Authors also underline the differences w.r.t. [6], that is, a closely related work on support vector machine for hyperbolic spaces.

__ Reproducibility__: Yes

__ Additional Feedback__: Comments:
- In the paper, authors often compare the Euclidean margin with the Hyperbolic one. However, it is not clear whether \gamma refers to the very same quantity in
both spaces, or it is an 'overload' of the same notation. For example, this makes it hard to assess the impact of Remark 3.2.
- Equation (4.2) is a bit rushed. The intuition is clear, but it is not clear from the text why optimizing this problem is equivalent to find the correct adversarial example.
- Many of the proofs of the findings (almost all of them) are detailed described in the supplementary material. However, it would be highly appreciated to put in the paper at least a sketchy proof or a couple of lines providing an intuition.
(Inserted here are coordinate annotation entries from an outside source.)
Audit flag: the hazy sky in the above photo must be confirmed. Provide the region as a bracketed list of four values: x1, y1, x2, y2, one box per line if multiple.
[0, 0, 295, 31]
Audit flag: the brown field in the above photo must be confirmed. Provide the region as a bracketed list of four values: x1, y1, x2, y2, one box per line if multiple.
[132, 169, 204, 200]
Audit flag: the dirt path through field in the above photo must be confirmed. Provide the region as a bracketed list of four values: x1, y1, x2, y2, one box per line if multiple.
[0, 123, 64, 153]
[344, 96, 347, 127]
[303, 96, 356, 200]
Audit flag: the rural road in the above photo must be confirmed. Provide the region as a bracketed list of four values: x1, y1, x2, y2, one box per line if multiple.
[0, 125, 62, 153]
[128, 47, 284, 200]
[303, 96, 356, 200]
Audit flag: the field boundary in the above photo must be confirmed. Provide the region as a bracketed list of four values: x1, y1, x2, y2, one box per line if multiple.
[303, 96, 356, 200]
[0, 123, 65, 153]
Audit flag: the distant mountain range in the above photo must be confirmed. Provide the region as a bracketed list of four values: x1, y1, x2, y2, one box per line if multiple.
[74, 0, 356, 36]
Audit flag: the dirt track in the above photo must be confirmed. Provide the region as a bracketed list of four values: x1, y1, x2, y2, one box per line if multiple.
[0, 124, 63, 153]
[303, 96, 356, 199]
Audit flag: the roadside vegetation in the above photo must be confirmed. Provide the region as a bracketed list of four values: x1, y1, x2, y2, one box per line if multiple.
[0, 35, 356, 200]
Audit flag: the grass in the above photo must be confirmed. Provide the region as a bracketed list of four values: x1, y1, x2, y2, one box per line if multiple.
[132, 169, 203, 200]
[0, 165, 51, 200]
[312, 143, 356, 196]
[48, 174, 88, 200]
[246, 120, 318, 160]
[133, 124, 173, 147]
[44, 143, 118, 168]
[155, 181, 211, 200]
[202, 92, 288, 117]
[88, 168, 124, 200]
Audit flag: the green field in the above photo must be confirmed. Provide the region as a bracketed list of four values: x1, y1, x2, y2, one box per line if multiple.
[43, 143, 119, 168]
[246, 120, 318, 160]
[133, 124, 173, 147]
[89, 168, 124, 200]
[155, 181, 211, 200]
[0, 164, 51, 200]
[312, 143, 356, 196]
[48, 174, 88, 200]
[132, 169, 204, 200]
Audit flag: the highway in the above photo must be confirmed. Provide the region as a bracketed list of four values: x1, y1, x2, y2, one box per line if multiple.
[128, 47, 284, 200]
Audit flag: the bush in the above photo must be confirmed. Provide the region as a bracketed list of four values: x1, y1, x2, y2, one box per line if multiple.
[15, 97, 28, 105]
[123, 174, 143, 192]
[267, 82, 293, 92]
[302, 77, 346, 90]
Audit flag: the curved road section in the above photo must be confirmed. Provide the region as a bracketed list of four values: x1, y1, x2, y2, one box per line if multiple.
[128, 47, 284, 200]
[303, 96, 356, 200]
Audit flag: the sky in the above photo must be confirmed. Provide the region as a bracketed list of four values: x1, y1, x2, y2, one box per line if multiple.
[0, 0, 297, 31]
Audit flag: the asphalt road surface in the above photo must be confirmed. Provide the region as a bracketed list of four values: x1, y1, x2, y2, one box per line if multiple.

- In Section 5, the authors introduce the concept of embedding of hierarchical structures, referring the reader to other results about the embeddability of trees. However, since it represents one of the motivations for the use of hyperbolic spaces (HS), I would have appreciated some more details about the tree embedding in HS.
- To add value to the paper, I would suggest including more data sets (e.g., the ones used in [6]) to the empirical evaluation.
I have read the author feedback and I am partially satisfied by the response. I think that further experiments would be needed to demonstrate the practical usefulness of the proposed approach.